Factorial Methods: Overview

This article is Part 1 in a 3-Part series called Factorial Analysis Intro.

Introduction

Background

For some time now, I have been interested in the principal component analysis (PCA) technique as a technique for spotting patterns in data and determining which variables are most useful for data modelling and prediction. However, as with all techniques, PCA has both a context and usage limitations that govern its use. Therefore, a wise user must come to terms with in order to avoid misapplication. Remember folks… “garbage in, garbage out” :smile:. This encouraged me to dig deeper to understand where PCA fits in the grand scheme of things. This lead me to the discovery of related techniques such as multiple correspondence analysis (MCA) and factorial analysis of mixed data (FAMD), which are related to PCA. These techniques seem to belong to the same “family” of methods. Therefore the aim of this series of posts is to understand how these methods are properly applied.

Rationale

The broad purpose of this series of posts is to give me a good general understanding of the factorial anaylsis techniques in a simple, useful way that enables me to properly use them. As such, this is a conceptual overview that does not cover the specific implementation details of these techniques. Firstly, I am not (presently) well versed in linear algebra, which is a technique that I would like to tackle in future. I first stumbled upon this concept in the Coursera regression models class that I took as part of their Data Science specialisation. My present approach is to learn factorial methods in the same way by mastering the essential concepts relating to the selection, application and interpretation of these methods without needing to understand their derivation. Therefore, the overall aim of my study strategy is to effectively use the technique, which precedes my ability to effectively implement the technique.

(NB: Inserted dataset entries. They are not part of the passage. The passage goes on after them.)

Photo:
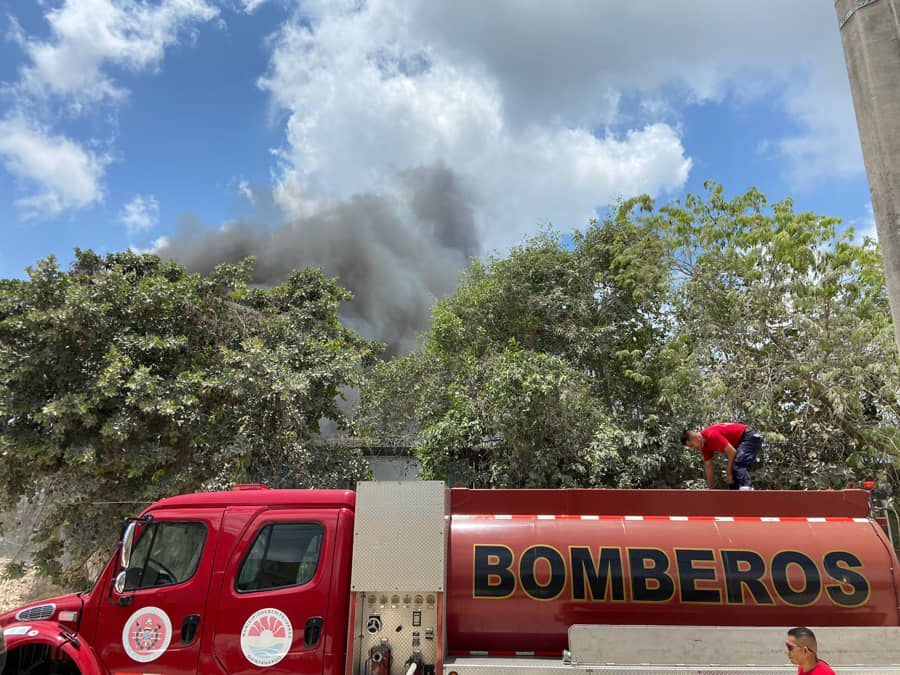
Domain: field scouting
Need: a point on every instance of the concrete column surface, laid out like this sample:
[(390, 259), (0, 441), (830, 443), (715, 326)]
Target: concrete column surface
[(870, 32)]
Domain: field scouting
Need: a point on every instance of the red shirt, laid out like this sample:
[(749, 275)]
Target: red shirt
[(718, 436), (821, 668)]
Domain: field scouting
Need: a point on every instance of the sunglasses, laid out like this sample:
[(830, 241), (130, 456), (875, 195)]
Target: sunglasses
[(791, 647)]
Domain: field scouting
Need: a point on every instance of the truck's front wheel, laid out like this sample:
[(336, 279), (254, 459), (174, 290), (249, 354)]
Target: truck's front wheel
[(38, 660)]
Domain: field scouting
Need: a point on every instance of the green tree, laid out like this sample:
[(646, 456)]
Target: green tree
[(652, 319), (540, 371), (786, 323), (127, 379)]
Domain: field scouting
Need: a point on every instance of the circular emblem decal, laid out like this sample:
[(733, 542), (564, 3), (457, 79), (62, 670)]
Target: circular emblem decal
[(266, 637), (147, 634)]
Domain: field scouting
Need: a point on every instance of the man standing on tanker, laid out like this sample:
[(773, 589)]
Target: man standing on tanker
[(738, 442)]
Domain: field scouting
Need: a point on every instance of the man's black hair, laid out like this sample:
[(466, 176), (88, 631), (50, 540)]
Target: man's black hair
[(804, 636), (801, 631)]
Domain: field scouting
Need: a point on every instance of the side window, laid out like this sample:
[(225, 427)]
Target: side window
[(167, 553), (283, 554)]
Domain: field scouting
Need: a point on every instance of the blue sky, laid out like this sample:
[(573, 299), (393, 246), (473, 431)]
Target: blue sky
[(402, 133)]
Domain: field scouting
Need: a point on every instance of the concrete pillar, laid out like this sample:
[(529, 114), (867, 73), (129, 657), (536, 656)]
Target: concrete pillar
[(870, 32)]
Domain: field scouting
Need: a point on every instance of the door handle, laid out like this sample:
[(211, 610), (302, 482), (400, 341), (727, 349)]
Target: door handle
[(313, 631), (189, 628)]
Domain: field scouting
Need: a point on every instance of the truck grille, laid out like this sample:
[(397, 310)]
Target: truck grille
[(36, 613)]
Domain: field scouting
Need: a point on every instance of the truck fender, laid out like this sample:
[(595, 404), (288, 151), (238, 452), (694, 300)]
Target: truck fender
[(22, 633)]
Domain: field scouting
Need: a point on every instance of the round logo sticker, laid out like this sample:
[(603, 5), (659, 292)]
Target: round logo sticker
[(266, 637), (147, 634)]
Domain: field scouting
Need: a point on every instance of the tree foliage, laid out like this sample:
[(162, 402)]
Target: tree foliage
[(577, 362), (126, 379)]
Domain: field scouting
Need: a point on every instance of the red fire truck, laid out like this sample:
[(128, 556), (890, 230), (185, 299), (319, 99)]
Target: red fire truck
[(413, 578)]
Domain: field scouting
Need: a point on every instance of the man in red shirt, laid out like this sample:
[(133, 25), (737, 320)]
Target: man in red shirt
[(801, 648), (738, 442)]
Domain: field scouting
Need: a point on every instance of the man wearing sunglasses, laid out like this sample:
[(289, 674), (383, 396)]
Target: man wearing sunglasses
[(802, 651), (739, 443)]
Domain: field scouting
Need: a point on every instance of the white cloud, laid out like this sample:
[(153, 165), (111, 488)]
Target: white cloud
[(864, 226), (250, 6), (88, 36), (367, 99), (158, 243), (59, 173), (68, 73), (524, 102), (246, 192), (140, 214)]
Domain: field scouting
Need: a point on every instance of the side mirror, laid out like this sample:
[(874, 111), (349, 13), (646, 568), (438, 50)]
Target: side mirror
[(127, 546)]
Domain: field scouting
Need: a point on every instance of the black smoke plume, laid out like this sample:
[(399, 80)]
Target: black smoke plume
[(398, 251)]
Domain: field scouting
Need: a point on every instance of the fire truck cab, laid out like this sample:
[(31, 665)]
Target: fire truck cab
[(413, 578)]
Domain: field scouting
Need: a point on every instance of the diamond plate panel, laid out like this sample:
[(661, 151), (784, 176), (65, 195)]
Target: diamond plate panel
[(400, 536)]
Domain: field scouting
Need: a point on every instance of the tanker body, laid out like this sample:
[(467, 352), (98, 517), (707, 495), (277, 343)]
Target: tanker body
[(413, 578), (660, 557)]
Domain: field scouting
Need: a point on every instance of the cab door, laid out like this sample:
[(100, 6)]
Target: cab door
[(154, 624), (272, 613)]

That said, I found a potentially useful Wikibook that I hope will enable me to learn this technique in time. While I am at it, I also want to recover and improve upon the calculus and trigonometry that I essentially left behind in high school. I want to go deeper in these, but prudence and time dictate that I understand how and when to use the implementation of these methods before I learn their technical derivation.

Importantly, I don’t think that I have a perfect understanding of these techniques and naturally, I will correct my understanding as errors come to light in future.

Purpose Overview

a) Motivation

The general purpose of the techniques described in this post is to transform a dataset consisting of n observations (rows) and p variables (columns) into another set of variables that are ≤ p, which I will generally refer to as principal components (PCs). Some of the characteristics of these PCs are that they are:

  • linear combinations of the original variables
  • linearly uncorrelated with each other
  • ranked according to the amount of the variability that each PC captures from the original dataset.

b) Dimension reduction

This has the important effect of reducing the number of variables required to explain the variations observed in the dataset while retaining the maximum amount of information about the data, a process called dimension reduction.

c) Elucidation of hidden influences

Another potentially useful feature of this process is that examining the composition of the PCs, particularly the most informative ones, may reveal the underlying processes or variables that may ultimately be responsible for the patterns observed in the measured variables.

I suspect that this would be possible by looking at which combination of variables contribute substantially to the PCs which capture the most information (as variance) about the dataset. I think that this is a similar idea to that of latent variables. The exploration of such latent variables is a goal of Factor Analysis, which is a related (but not interchangeable) set of techniques.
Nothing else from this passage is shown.